Essai non destructif des assemblages soudés finis

Radiographie – Lors de la radiographie de faibles épaisseurs, l’image radiographique peut être rendue visible sur un seul écran. Au lieu des rayons X, on peut utiliser les rayons gamma de matériaux radioactifs. L’image radiographique permet de conclure sur la qualité du joint. Des inclusions de laitier ou des pores, ainsi que des défauts de liaison et des fissures, peuvent ainsi être mis en évidence et, le cas échéant, éliminés.

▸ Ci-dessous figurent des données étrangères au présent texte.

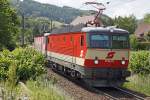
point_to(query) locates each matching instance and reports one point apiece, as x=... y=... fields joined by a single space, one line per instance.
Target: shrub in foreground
x=140 y=62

Flux magnétique – On crée un champ magnétique dans la partie de l’acier à examiner, puis les limaille déposées se répartissent selon ce champ. D’éventuelles irrégularités du champ magnétique permettent de détecter des fissures. La méthode est efficace, en particulier pour la détection des fissures de surface, mais relativement peu sensible aux inclusions de laitier et aux pores, ainsi qu’aux fissures situées à l’intérieur des plaques plus épaisses.

Essai aux ultrasons – Les ondes sonores ultracourtes se réfléchissent non seulement sur les surfaces limites, mais aussi sur les surfaces de discontinuité à l’intérieur, comme par exemple sur les fissures ou les doublures.